International Mammalian Genome Society


The 13th International Mouse Genome Conference
October 31-November 3, 1999

Table of Contents * Structure * Bioinformatics * Sequence * Mapping * New Tools * Gene Discovery * Developmental * Mutagenesis * Functional Genomics

F45 Characterization of the Friend Virus Susceptibility Gene 2 (Fv2) Locus on Mouse Chromosome 9

Pam Correll1, Ed Melkin1, Paul Ney2 and Robert Paulson1. Department of Veterinary Science, The Pennsylvania State University1, University Park, PA and St Judes Hospital2, Memphis, TN

Friend erythroleukemia virus causes erythroleukemia in adult mice. The disease progresses through an initial stage where the expansion of infected erythroid progenitors is driven by an interaction between the envelope glycoprotein of Friend virus (gp55) and the erythropoietin receptor (EpoR). During the later stages of the disease, leukemic clones emerge that have acquired mutations in p53 and proviral insertions into the ets family genes Spi-1 and Fli-1. Because of the reproducible progression of Friend disease and the exquisite specificity of the virus for the erythroid lineage, a number of loci have been identified that affect susceptibility to Friend erythroleukemia. The Friend virus susceptibility gene 2 (Fv2) affects the early stage of Friend disease by regulating the expansion of infected cells mediated by the interaction between EpoR and gp55. Two mechanisms have been proposed for Fv2 function. First, Fv2 has been thought to be a component of the EpoR signaling complex because mutations in gp55 can overcome Fv2 mediated restriction of Friend disease. Second, it has been suggested that Fv2 regulates the cell cycle progression of the early erythroid progenitors (BFU-E) that are the target cells for Friend virus infection. In Fv2 resistant mice few BFU-E are actively cycling, thus fewer cells can be infected.

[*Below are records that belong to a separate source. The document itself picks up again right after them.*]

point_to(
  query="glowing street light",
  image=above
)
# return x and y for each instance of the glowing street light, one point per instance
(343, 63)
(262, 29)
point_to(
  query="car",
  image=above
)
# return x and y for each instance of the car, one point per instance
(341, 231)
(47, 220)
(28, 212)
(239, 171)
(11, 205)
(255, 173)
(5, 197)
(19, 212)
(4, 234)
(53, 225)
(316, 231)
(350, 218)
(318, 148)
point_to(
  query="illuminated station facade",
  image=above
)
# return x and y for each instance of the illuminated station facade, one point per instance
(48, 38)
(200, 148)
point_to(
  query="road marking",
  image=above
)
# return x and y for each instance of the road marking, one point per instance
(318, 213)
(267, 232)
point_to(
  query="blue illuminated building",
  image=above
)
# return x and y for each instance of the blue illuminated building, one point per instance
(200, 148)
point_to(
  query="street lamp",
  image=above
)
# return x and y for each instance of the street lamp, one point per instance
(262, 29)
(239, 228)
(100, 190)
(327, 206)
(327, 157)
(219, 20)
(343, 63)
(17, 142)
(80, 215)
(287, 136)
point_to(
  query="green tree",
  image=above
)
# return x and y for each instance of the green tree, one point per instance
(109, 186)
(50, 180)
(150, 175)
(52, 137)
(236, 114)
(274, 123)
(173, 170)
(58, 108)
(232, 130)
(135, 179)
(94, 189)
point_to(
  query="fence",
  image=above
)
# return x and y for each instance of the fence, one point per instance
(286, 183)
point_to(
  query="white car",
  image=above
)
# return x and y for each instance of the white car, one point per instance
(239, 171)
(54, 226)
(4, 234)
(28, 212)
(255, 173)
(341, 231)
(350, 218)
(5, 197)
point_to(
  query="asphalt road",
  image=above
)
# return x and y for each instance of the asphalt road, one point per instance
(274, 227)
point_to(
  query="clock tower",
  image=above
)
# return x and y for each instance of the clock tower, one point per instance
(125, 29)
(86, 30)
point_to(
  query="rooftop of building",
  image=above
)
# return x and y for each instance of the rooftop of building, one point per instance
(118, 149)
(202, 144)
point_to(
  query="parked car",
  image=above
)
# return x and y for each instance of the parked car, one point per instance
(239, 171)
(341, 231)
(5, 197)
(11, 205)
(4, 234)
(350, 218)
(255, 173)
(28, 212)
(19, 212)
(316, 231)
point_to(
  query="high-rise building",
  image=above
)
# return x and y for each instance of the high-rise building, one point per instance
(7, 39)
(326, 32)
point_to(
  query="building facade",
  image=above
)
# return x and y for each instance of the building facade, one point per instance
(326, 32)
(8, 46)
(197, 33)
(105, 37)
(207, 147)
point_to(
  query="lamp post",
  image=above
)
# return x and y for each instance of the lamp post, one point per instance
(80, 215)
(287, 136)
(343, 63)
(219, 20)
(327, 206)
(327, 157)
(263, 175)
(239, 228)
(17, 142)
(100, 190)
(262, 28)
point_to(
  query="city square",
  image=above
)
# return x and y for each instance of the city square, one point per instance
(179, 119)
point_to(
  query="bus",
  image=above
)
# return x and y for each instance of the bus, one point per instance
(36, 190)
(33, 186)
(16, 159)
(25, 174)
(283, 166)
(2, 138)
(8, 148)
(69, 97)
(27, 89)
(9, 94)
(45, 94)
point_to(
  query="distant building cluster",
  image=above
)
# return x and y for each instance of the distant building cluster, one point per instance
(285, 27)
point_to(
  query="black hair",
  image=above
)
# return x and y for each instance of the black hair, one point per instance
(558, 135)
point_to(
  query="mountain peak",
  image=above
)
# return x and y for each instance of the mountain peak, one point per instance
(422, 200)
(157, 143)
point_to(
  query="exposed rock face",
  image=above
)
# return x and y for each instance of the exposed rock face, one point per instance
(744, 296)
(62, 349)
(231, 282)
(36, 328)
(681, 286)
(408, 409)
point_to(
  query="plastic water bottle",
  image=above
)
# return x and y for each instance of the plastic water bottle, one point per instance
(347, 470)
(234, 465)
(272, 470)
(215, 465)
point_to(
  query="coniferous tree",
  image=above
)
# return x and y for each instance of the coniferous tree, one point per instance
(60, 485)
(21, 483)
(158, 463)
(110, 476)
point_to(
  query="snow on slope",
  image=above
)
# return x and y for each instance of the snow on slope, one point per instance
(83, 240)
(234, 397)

We have mapped Fv2 on mouse chromosome 9. Genetic analysis of the locus demonstrated that the two functions ascribed to Fv2, restriction of Friend erythroleukemia and the regulation of BFU-E cell cycling are encoded by linked genes. We will present data on the identification of the gene that is necessary for the early expansion of Friend virus infected cells and the gene that appears to regulate cell cycle progression of BFU-E and how they may act in concert during the development of Friend erythroleukemia.